Solo is ambitious. He desperately wants to get out of the streets of Winston-Salem, but he doesn’t mind the skies over it. In fact, that’s where he wants to be: Serving people on a plane. That’s what he does when he thinks he’s sure that no one’s looking, and that could be right for all we know, because his wife Quiera is busy enough nursing herself and yelling at him, his step-daughter Alex (an extremely adorable Diana) hardly makes eye-contact, and his friends are often too sedated to notice, and this isn’t a bunch of negatives heaped on everyone else. Neither is it a glorification of a misplaced protagonist. It’s life: As plain, and as simple.
But there’s William the ‘old dog’, and he’s pretty much the watchful eye for everyone except himself, only that he hides it beneath the wrinkles and streaks of graying red hair, never to be caught in the act, although uncovered at a point of time. He has his share of cheek, although it takes a hell lot of time and an equal amount of provocation to get that out of him, he drinks like the sobriety he is, he is reminiscent of his times and virtually lives there, with the Harleys and Hank Williams and less complicated telephone sets. He has money in a bank account, only to spend on films at Marketplace Cinemas, a place he frequents (not without reason), and on a far more ‘adventurous’ task that has his negotiate with the cab-driver who flat-out doesn’t want to be one.

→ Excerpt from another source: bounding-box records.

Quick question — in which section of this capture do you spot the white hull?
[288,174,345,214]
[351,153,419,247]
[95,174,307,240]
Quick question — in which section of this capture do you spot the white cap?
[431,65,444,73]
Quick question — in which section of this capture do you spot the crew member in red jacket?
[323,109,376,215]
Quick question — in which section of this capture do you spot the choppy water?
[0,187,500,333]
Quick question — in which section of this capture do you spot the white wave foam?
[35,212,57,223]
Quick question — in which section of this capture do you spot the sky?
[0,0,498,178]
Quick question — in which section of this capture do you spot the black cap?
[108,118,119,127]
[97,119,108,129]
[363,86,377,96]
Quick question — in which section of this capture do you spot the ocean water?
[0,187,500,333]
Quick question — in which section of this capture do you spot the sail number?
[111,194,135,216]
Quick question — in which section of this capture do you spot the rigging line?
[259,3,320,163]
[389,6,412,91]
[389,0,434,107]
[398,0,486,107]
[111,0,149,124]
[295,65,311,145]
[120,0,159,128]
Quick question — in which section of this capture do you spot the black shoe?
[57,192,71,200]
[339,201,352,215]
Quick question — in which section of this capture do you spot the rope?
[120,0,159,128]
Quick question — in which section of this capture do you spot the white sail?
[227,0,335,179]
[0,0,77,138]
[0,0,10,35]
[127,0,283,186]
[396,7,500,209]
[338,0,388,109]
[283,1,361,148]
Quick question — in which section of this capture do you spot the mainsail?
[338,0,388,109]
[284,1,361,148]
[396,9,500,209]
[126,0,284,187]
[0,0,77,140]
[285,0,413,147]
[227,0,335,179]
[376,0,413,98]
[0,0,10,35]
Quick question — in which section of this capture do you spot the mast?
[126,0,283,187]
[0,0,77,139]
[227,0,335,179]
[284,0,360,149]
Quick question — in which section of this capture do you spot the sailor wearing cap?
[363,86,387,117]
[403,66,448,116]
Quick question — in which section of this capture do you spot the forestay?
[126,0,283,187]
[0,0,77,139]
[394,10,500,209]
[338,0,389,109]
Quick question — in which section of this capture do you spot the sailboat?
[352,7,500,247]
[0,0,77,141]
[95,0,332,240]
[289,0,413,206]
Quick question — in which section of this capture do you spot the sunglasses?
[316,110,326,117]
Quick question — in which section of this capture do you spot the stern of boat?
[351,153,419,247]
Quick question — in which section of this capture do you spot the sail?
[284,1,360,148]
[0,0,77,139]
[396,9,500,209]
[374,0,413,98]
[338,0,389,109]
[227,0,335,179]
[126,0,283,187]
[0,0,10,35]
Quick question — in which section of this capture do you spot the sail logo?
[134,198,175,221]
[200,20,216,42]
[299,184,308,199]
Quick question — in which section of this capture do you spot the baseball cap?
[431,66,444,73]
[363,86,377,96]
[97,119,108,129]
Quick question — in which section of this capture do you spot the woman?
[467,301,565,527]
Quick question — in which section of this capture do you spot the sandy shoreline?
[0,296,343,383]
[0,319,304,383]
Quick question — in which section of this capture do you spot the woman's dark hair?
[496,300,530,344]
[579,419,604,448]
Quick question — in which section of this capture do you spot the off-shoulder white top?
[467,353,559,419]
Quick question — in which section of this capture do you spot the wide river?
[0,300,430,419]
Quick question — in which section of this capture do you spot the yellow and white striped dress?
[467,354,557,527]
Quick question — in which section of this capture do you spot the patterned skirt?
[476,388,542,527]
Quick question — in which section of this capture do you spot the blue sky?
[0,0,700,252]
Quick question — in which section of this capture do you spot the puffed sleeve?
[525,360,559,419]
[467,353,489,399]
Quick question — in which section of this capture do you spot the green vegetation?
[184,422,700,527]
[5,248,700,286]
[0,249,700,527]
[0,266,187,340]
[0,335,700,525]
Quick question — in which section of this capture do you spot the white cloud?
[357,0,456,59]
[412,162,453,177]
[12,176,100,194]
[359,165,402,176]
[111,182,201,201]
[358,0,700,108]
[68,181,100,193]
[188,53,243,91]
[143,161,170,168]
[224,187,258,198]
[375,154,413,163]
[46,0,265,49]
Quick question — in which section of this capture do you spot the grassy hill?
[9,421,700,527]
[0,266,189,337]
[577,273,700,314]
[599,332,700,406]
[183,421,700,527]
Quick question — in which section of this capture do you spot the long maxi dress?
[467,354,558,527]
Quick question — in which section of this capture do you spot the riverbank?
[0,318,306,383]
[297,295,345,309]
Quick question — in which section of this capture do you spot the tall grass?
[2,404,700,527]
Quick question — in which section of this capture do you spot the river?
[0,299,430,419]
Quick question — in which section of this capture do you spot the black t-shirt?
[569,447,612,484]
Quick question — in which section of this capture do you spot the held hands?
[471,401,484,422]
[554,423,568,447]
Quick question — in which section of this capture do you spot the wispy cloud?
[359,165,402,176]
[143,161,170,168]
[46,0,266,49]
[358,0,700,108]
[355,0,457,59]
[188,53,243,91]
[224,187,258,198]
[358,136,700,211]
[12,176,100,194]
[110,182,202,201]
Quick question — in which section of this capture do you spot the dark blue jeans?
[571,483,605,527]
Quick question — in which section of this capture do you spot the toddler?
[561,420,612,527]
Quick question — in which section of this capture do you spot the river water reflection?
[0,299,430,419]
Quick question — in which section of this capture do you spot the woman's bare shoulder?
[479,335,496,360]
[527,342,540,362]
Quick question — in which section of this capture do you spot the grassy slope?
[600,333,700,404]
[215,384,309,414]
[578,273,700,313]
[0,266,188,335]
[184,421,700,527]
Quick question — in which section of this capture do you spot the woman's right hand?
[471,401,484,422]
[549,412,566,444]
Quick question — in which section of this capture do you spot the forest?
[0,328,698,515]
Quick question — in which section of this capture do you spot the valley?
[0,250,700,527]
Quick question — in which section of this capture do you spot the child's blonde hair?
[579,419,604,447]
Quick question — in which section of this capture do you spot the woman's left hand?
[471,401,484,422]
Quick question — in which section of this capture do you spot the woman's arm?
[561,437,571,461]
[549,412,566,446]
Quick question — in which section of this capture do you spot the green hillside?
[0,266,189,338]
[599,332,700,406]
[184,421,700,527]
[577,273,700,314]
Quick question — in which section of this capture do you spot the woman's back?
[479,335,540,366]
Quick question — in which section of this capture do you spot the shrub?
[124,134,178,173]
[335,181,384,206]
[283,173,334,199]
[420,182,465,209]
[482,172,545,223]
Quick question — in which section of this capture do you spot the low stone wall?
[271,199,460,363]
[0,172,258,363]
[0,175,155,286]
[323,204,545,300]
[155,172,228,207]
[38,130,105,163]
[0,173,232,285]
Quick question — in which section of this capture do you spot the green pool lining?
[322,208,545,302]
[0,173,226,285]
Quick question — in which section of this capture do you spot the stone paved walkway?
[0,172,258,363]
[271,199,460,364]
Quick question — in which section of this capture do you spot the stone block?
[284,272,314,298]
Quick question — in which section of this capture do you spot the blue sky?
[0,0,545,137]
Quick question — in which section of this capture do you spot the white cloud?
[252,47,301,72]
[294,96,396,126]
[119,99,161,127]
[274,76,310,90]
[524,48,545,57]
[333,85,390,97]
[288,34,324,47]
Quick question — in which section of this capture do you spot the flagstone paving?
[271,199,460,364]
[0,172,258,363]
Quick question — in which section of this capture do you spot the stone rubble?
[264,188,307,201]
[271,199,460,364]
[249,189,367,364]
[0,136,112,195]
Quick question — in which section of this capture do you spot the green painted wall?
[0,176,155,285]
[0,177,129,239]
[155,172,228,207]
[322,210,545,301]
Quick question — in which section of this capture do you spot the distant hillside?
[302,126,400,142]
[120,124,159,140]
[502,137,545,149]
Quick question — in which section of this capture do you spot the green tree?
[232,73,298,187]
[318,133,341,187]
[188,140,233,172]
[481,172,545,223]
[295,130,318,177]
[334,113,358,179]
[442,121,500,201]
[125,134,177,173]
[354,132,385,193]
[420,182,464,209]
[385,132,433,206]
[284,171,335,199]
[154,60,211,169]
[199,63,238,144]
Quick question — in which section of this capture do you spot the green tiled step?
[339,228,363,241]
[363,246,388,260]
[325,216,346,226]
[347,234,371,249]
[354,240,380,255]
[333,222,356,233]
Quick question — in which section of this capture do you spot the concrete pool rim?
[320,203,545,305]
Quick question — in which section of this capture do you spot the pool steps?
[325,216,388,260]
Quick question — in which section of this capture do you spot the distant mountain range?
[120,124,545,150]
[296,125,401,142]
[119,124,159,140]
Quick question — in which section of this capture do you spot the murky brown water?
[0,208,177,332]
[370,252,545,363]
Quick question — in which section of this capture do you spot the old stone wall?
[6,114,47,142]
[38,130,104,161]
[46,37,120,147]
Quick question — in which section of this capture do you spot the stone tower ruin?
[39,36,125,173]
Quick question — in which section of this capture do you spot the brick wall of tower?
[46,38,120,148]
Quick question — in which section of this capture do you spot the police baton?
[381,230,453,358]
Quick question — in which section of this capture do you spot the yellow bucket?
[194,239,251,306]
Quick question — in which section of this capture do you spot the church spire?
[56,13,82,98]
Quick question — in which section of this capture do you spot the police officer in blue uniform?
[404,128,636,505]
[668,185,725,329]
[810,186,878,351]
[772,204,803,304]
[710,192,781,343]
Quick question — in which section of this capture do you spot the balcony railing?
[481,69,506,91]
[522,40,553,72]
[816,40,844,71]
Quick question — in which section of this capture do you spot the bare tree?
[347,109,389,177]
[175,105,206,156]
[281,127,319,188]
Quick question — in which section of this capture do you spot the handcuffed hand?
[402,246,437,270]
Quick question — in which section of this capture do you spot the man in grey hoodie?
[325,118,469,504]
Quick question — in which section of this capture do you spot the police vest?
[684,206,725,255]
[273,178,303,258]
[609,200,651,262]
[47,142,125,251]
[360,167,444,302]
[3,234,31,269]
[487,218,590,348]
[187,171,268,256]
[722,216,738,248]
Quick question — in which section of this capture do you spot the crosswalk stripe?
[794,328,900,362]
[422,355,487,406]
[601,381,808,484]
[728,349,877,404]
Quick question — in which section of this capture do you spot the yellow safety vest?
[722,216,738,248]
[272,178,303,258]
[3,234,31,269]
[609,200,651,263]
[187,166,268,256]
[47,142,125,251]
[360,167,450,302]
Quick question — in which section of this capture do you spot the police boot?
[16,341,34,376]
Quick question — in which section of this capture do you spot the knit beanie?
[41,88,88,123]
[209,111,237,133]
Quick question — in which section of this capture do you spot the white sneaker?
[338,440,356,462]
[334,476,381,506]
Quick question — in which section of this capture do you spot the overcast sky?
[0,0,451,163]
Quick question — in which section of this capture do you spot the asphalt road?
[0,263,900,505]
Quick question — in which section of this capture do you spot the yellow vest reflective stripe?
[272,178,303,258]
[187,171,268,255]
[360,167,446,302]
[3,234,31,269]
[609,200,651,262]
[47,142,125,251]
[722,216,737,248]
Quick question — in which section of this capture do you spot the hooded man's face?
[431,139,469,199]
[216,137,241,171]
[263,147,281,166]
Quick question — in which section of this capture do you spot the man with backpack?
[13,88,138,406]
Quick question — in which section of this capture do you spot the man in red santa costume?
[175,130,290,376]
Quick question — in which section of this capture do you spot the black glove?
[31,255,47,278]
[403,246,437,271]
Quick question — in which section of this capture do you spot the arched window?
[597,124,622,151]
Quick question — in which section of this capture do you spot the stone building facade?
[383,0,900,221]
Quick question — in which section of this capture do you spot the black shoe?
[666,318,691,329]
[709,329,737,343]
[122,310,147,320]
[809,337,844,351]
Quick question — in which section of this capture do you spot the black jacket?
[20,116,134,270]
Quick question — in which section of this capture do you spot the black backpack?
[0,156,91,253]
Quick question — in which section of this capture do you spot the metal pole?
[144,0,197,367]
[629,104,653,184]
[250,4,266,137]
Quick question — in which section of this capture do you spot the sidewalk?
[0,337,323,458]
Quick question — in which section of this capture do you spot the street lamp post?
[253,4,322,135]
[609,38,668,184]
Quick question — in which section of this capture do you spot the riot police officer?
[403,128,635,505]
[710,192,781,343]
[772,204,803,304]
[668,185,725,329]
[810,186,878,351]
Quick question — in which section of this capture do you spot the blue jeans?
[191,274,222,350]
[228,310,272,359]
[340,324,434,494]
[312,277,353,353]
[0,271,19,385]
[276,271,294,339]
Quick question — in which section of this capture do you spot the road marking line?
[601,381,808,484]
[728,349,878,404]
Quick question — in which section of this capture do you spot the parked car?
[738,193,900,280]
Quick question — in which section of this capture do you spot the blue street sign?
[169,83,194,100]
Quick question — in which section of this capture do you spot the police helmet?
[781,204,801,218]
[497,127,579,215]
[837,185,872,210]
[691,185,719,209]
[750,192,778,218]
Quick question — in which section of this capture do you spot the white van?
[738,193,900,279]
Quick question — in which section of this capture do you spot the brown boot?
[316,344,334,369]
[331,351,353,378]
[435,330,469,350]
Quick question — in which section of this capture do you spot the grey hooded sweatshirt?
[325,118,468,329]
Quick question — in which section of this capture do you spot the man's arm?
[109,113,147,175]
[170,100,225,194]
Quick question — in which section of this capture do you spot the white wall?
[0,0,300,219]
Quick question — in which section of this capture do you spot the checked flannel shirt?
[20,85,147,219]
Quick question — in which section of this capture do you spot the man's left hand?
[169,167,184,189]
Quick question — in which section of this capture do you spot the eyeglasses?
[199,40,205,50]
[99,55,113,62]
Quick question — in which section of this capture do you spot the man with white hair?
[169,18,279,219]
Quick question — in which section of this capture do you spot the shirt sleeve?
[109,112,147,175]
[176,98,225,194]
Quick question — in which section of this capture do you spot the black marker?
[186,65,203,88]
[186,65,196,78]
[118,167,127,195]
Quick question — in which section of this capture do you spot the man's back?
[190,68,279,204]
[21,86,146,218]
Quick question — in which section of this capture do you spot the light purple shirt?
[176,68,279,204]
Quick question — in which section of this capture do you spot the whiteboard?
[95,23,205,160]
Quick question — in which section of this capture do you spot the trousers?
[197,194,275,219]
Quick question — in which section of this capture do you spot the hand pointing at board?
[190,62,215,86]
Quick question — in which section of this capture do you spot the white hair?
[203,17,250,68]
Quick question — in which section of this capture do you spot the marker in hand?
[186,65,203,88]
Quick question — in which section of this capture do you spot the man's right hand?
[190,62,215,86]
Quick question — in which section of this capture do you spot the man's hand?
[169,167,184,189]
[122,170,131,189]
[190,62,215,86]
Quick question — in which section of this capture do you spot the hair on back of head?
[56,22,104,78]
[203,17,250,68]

One can never explain ‘love’, one can never theorize the intensity of certain affections and the existence of the same. Solo might be one who dreams about the sky, but it doesn’t take a rival to bring him to the ground, nor does an equivalent ambition. It’s surprisingly the lack of it, and he cannot see why it is so. He finds he can never comprehend William, because he’s just not like him. Solo speaks of attachment, and family to him is ‘fun’. William wishes to be alone. It is a love story that has not been touched, and we know that Solo would never get to William, and we know that Solo, on his part, would never cease trying. We know October the 20th can never be stopped from coming, and we know for sure, that ‘Blowing Rock’ is not exactly a picnic spot one would plan to camp in. But we still watch it: Not with a degree of empathy one would relate to other films with fairly similar themes, but as a detached, separate person in the thick of things. Not through William’s eyes, not through Solo’s, but through the tiny opening on the camera-phone that Alex so incredibly operates, which happens to be the only way you get to see the world as it is.
I wouldn’t touch upon anything that Ramin Bahrani was part of, because I know that what is, is only because he intended it to be so. That’s why Souleymane keeps saying, “I appreciate it”, and that’s why he’s so very far from being a good actor. Because we’re all bad actors who forget our lines and ask for time to rethink about what we were about to say. William wouldn’t give it to him, for his head and his pocketbook are brimming already. It’s a clear-cut void, one facing the back of the other, a glass wall in between. Thinking things is the most they can do.
Maybe I could be wrong. Perhaps there would be a time when Bahrani would require a revisit so he could get back to what he was, get back to his brilliance. This, is not that time. This is the ‘brilliance’.